Mark Boldin

Mark Boldin, M.D., Ph.D.

  • Associate Professor, Department of Molecular and Cellular Biology

Mark Boldin, M.D., Ph.D.

Research Focus :
  • Control of inflammation and cancer by non-coding RNA
  • Leukemia and stem cell biology
  • Molecular and Cellular Biology
The inflammatory response to anything that appears dangerous to the integrity of an organism is a highly evolved and complex biological reaction that requires the orchestrated action of numerous cell types mediated by a continuous flow of extracellular cues in the form of cytokines and other messengers. Too little or too much activation of this response can have dire consequences for the organism, as exemplified by a wide spectrum of hematopoietic disorders - from cancer to autoimmunity.  The precise execution and coordination of different steps during inflammation requires the activation of intricate genetic programs that are driven by a myriad of cell surface receptors and transcriptional factors.
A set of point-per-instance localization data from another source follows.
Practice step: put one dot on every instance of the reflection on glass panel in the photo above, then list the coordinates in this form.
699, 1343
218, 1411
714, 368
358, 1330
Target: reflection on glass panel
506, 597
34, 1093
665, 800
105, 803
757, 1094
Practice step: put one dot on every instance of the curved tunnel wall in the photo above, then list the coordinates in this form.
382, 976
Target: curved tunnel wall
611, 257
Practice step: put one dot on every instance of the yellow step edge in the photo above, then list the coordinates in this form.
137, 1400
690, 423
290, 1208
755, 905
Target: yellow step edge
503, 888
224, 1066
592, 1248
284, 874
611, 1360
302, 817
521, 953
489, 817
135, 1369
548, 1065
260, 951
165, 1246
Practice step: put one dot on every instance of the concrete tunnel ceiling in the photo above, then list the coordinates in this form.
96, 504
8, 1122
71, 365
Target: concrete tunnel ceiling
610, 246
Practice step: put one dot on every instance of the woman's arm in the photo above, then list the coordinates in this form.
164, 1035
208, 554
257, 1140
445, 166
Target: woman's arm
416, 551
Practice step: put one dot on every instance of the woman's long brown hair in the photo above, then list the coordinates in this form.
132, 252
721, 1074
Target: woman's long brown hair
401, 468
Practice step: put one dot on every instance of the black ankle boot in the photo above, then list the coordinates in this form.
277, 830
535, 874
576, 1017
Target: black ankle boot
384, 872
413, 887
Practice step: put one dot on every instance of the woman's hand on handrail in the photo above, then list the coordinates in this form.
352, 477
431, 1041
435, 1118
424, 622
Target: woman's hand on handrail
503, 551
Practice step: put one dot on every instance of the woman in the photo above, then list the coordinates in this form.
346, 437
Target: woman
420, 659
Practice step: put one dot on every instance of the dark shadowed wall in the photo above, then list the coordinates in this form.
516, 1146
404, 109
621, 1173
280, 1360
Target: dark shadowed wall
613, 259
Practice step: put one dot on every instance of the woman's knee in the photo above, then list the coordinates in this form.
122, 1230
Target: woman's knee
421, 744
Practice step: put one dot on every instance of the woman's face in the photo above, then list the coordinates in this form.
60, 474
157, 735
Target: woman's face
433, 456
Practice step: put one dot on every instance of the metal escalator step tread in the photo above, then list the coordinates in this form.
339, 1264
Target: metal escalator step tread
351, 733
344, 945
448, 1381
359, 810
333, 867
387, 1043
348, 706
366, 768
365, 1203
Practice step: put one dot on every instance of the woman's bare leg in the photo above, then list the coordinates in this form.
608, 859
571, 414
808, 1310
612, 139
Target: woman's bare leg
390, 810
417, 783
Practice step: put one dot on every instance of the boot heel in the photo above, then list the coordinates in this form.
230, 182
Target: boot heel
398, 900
Until recently, the complexity of gene regulation during the innate immune response was considered only from the perspective of protein-coding genes. However, the discovery of miRNAs and the advent of high-throughput sequencing technologies have revolutionized our understanding of gene control. It is apparent today that the human genome is pervasively transcribed and produces a staggering number of non-protein-coding transcripts, including miRNAs, siRNAs, piRNAs and long noncoding RNAs. These RNA molecules operate as key regulators of other functional elements in the genome, especially protein-coding genes, and are known to control diverse biological processes. Understanding the biology and molecular mechanism of action of noncoding RNAs that govern development and functioning of immune system is the long-term goal of our laboratory.
A few years ago, we hypothesized that miRNAs might comprise a novel layer of regulation of the innate immune response and have carried out a systematic effort to identify miRNAs that might be involved in the mammalian response to microbial infection. We identified three miRNA genes (miR-146a, miR-132 and miR-155), whose expression is sharply upregulated in response to bacterial lipopolysaccharides (LPS) and studied the function of one of them, miR-146a, in depth.
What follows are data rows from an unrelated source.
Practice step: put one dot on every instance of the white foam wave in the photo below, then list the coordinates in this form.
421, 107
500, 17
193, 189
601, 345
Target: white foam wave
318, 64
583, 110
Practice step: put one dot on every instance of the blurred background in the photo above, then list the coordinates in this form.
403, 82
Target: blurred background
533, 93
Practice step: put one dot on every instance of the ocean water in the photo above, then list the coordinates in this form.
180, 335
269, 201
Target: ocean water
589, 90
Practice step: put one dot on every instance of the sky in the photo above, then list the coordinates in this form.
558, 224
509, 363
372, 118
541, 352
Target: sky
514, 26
Using loss-of-function genetic approach, we found that miR-146a functions as a key molecular brake on inflammation and cancer. Deletion of this miRNA gene results in the development of autoimmune disease and frank tumors of hematopoietic origin. Our initial molecular studies suggest that this miRNA acts as a negative feedback regulator of the innate immune response by silencing expression of two adapter proteins, TRAF6 and IRAK1, which are critical for multiple aspects of proinflammatory and antigen receptor signaling.
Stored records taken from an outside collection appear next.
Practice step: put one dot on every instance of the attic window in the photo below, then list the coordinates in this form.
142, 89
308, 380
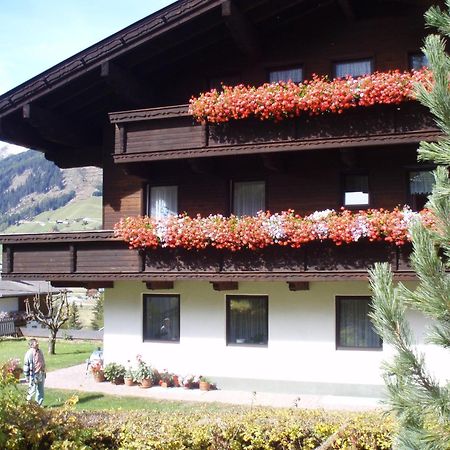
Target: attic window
249, 197
354, 68
162, 201
356, 190
420, 187
294, 74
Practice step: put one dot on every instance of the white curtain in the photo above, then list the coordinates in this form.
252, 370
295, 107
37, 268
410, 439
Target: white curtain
421, 182
353, 68
163, 201
355, 328
356, 190
294, 74
249, 197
Current research in our laboratory is defining the contribution of both small and long noncoding RNAs to the regulation of gene expression during development and functioning of the immune system. Besides being fundamentally important, this work can potentially shed light on how the dysregulation of immune cell signaling leads to autoimmunity and cancer, and potentially could lead to the creation of new therapeutic modalities to fight these devastating diseases.